Il figlio: "L'orso è sbucato all'improvviso"

L'episodio è avvenuto attorno alle 18 di lunedì 22 giugno. La nota del Servizio Foreste e Fauna della Provincia, oltre a confermare la notizia, chiarisce la dinamica dell'accaduto: "Da una prima ricostruzione dei fatti, il giovane si stava inoltrando lungo un sentiero, seguito a poca distanza dal padre, quando si è trovato a tu per tu con l’orso. Caduto a terra, è stato sormontato dall’animale e a quel punto la reazione del padre è stata quella di scagliarsi contro il plantigrado riportando la ferita di una gamba in più punti".

Fugatti: "Ponti a firmare l'ordinanza di cattura"

I due sono riusciti a raggiungere la loro auto, con la quale si sono recati autonomamente all'ospedale di Cles, dove sono stati curati.
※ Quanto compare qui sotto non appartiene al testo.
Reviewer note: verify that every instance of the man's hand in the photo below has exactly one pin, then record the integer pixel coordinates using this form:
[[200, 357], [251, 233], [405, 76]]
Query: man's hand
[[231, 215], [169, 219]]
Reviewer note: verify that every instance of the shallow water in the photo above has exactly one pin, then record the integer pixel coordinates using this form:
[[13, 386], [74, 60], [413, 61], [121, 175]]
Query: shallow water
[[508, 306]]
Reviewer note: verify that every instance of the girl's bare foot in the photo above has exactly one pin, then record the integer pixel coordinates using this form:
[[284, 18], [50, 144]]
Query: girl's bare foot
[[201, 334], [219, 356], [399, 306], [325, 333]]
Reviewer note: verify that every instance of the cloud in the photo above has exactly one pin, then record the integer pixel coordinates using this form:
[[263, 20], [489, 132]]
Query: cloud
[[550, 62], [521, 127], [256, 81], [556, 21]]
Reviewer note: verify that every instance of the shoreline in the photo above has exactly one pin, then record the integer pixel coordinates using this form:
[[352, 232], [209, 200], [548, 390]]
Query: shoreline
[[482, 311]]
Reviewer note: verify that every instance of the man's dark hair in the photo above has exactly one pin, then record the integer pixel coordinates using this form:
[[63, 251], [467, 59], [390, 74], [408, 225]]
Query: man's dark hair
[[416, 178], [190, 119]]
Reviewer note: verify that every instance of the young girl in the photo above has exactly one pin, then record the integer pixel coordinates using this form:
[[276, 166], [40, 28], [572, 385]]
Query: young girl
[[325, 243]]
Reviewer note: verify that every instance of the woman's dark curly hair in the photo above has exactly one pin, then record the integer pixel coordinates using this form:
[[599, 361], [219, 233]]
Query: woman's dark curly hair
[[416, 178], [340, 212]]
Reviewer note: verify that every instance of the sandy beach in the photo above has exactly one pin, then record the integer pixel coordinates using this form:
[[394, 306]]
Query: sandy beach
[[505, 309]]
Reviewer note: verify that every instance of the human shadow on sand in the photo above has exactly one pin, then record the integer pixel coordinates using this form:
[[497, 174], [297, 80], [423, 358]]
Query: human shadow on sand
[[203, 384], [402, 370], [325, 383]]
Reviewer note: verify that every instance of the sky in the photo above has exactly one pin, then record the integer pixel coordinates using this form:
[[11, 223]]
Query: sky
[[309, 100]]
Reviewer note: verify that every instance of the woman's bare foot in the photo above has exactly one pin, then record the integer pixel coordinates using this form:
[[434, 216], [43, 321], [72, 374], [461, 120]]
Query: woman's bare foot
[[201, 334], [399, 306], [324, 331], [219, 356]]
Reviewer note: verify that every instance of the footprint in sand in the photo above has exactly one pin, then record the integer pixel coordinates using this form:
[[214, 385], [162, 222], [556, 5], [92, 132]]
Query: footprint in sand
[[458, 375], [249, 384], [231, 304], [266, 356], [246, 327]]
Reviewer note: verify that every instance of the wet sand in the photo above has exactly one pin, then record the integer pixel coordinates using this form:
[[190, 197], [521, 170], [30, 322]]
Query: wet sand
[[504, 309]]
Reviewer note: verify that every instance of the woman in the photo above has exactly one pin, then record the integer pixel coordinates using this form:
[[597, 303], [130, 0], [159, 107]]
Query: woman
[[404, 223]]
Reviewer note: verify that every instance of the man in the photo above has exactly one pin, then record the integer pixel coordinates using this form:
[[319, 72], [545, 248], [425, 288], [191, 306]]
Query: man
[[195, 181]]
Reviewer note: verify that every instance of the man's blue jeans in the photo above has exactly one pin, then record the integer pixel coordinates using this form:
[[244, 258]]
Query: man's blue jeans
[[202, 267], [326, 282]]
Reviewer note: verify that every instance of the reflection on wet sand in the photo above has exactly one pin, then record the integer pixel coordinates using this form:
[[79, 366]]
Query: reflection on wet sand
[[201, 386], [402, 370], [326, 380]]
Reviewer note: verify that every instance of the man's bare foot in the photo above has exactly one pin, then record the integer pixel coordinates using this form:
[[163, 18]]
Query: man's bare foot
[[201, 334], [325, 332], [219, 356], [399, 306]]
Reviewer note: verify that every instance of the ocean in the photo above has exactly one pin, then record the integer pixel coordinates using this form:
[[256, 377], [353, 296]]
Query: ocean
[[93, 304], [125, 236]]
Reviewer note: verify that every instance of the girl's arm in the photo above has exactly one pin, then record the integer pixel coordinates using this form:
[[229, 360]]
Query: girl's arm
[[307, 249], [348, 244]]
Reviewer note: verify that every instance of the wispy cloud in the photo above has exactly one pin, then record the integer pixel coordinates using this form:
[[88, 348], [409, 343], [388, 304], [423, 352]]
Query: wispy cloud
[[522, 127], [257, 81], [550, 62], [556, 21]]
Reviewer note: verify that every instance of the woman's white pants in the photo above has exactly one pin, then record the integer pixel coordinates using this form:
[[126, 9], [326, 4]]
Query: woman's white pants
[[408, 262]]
Il figlio è stato dimesso in serata, mentre il padre si trova ancora ricoverato, non in pericolo di vita. In serata sono stati raggiunti dall'assessore alle Foreste Giulia Zanotelli che ha portato loro la solidarietà di tutta la Giunta provinciale. Le guardie forestali hanno ispezionato il luogo dell'aggressione alla ricerca di elementi che possano contribuire a ricostruire in maniera più chiara l'accaduto e ad identificare l'esemplare.